Activities to emphasize the variation in the raisins data set as well as the overall shape of the distribution of number of raisins include the following:

1. Create several data sets that have different patterns in deviation from an identical typical or average value of the data sets.
2. Create a data set to represent a sample from the raisin bran production line.
3. To gather evidence for a problem similar to this one, analyze the distribution of the number of raisins in single-serving size boxes of raisin bran cereal (or of the number of raisins in snack-size boxes of raisins or of the number of raisins in single-serving instant oatmeal with raisins).

Here is data for one of the suggestions in #3 above. Students counted the number of raisins in single-serving boxes of raisins and used the data to help answer the following question:

Is it unusual for a box of raisins to contain 86 raisins?

Fundamental Characterisitics of a Data Distribution

The Raisin Bran Problem provides an excellent setting through which to introduce the three important characteristics of a distribution: location, spread, and shape. Exploration of these characteristics is the objective of much of our study of statistics.

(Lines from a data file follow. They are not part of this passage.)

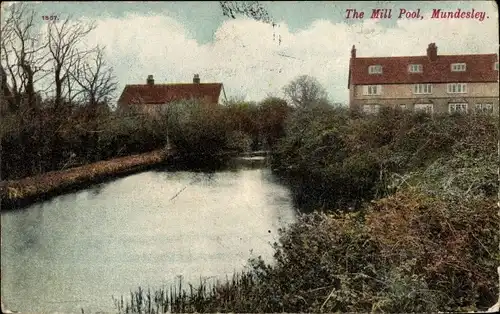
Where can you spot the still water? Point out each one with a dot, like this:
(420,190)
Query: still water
(77,251)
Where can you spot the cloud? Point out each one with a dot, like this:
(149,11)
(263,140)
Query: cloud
(248,58)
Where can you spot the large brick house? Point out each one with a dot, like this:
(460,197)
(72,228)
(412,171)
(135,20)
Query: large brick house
(151,97)
(432,83)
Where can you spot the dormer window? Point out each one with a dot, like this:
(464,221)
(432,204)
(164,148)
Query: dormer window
(415,68)
(375,69)
(458,67)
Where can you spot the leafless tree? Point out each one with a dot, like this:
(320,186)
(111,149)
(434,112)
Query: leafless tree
(64,38)
(23,52)
(305,91)
(94,77)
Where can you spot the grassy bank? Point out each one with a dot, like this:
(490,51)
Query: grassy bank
(18,193)
(406,253)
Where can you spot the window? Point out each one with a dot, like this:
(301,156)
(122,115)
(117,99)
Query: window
(458,108)
(427,108)
(422,89)
(375,69)
(372,89)
(415,68)
(457,88)
(371,109)
(458,67)
(484,108)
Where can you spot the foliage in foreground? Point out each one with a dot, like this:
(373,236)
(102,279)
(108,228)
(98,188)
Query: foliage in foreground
(409,252)
(340,159)
(51,140)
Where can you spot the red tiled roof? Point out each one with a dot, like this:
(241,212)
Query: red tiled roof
(164,93)
(479,68)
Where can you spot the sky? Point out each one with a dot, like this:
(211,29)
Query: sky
(174,40)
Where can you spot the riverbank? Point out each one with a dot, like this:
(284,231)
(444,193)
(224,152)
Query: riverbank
(22,192)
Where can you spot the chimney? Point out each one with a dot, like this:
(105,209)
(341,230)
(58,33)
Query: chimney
(150,80)
(432,52)
(196,79)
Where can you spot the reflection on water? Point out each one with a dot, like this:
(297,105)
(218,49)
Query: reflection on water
(78,250)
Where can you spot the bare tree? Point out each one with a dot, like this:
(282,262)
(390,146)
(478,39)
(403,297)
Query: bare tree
(305,91)
(24,54)
(63,40)
(94,78)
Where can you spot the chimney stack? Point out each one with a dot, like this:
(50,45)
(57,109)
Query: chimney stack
(196,79)
(432,52)
(150,80)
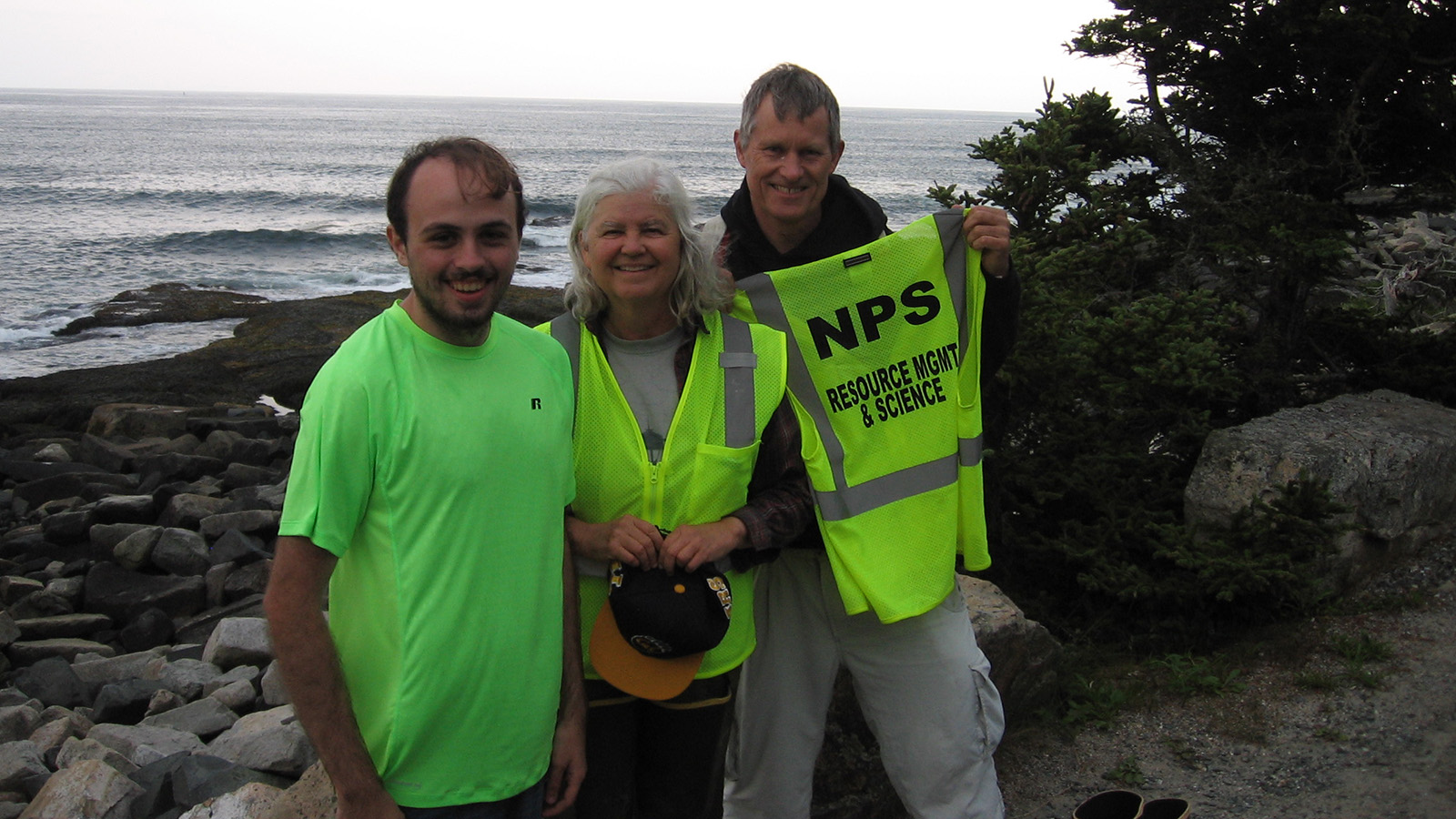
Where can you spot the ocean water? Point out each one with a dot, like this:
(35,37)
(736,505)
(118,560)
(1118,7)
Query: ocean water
(283,196)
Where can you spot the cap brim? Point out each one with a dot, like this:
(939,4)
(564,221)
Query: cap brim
(632,671)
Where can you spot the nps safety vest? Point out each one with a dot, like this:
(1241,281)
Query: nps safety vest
(734,383)
(885,368)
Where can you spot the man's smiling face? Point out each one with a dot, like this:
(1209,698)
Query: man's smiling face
(460,249)
(788,164)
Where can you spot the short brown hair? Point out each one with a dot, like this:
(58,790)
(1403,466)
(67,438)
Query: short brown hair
(797,92)
(480,167)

 Fundamental Characterisitics of a Data Distribution location: describes the anchor point or center of a distribution; the value that is most characteristic or typical of the entire set of values; often is a single value called a measure of central tendency. spread: describes the variability of the values in a distribution, or how the actual values in a data set deviate from some average value; typically is a single value, such as the range, the variance, the midspread, the standard deviation, or the mean deviation. shape: describes the overall visual appearance of a distribution; we use descriptions such as bell-shaped or normal distribution, uniform distribution, symmetrical, asymmetrical, single-peaked, multipeaked,or skewed; we may describe a shape by referring to its outliers or gaps.

Working Definitions for Probability , Statistics, and Data Analysis

The problem situations posed earlier help give us a bit of insight into just what we mean by probability, statistics, and data analysis. Here are practical definitions of these three elements of mathematics that are the focus of the course.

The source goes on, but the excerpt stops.